Bien qu’en surface, on constate des signes de rapprochement entre les États du Golfe, rien n’indique clairement que les puissances de la région évaluent véritablement leurs priorités
Les dirigeants du Golfe à la séance inaugurale du 41e sommet du Conseil de coopération du Golfe dans la ville saoudienne d’al-Ula, le 5 janvier 2021 (AFP)
Les dirigeants du Golfe à la séance inaugurale du 41e sommet du Conseil de coopération du Golfe dans la ville saoudienne d’al-Ula, le 5 janvier 2021 (AFP)

Depuis le début de l’année, une série d’événements imprévus captive la région du Golfe.

L’Afghanistan est retombé aux mains des talibans ; les États arabes ont renforcé leurs efforts pour normaliser leurs relations avec le régime Assad en Syrie ; les négociations entre l’Iran et l’Arabie saoudite ont attiré l’attention ; le Liban s’est enfoncé plus profondément dans la crise ; des coups d’État ont eu lieu en Tunisie et au Soudan ; les élections parlementaires en Irak ont propulsé le religieux chiite Moqtada al-Sadr en position de pouvoir ; et le radical Ebrahim Raïssi a remporté la présidentielle en Iran.

Ces pays communiquent et collaborent, mais sans évoquer le passé ; les véritables sources de conflits sont balayées sous le tapis

2021 a également vu la fin de quatre années de crise diplomatique avec le Qatar et un dégel des relations entre la Turquie et l’axe saoudo-émirati. Mais quelle est la pertinence du timing de ces événements et à quel point révèlent-ils des changements stratégiques dans la nature des alliances régionales ? Le cas échéant, dans quelle mesure ces changements peuvent-ils être durables ?

L’une des principales causes sous-jacentes est liée au transfert de pouvoir de Trump à l’administration Biden aux États-Unis, ce qui a eu des répercussions à travers le Golfe. Le président Joe Biden a promis de faire de la diplomatie la pierre angulaire de la politique étrangère américaine, faisant remarquer que cela impliquerait de « coopérer diplomatiquement avec [leurs] adversaires et [leurs] rivaux, là où c’est dans [l’]intérêt [des États-Unis] ». En outre, le retrait hâtif des Américains d’Afghanistan et les représailles qui ont suivi ont perturbé les alliés des États-Unis.

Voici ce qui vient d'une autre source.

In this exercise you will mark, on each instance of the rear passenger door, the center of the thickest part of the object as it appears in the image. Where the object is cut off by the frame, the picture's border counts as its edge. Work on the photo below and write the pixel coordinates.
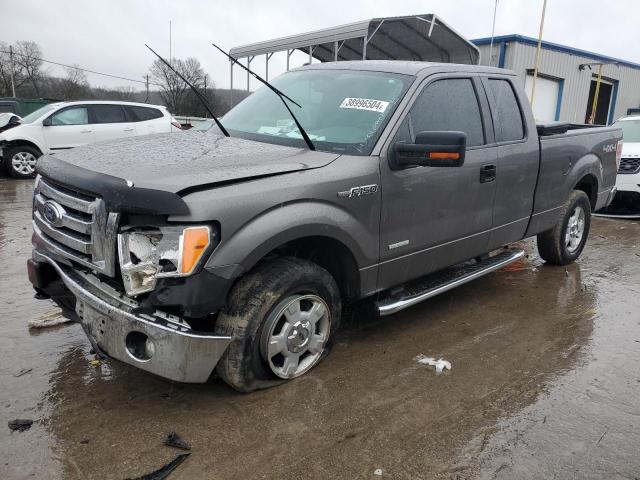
(518, 160)
(110, 122)
(433, 217)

Dans le même temps, l’échec des politiques de l’axe saoudo-émirati – de la débâcle du blocus du Qatar au bourbier au Yémen, en passant par le soutien au général renégat Khalifa Haftar et sa quête infructueuse pour s’emparer du pouvoir en Libye – a également incité les puissances régionales à changer d’approche. Le rapprochement des Émirats vis-à-vis du régime Assad n’en est que l’une des manifestations.

Attendre que l’orage passe

Pourtant, si tous ces événements ont engendré un certain nombre de changements apparents dans la région, ils ne constituent pas un recalibrage stratégique significatif. Les tensions régionales restent élevées et les États continuent à mettre en avant leurs propres discours et slogans, malgré des signes de rapprochement de surface.

Rien n’indique clairement que les puissances du Golfe réévaluent véritablement leurs positions et stratégies. Le mode opératoire semble consister simplement à gagner du temps, garder profil bas jusqu’à ce que l’orage passe.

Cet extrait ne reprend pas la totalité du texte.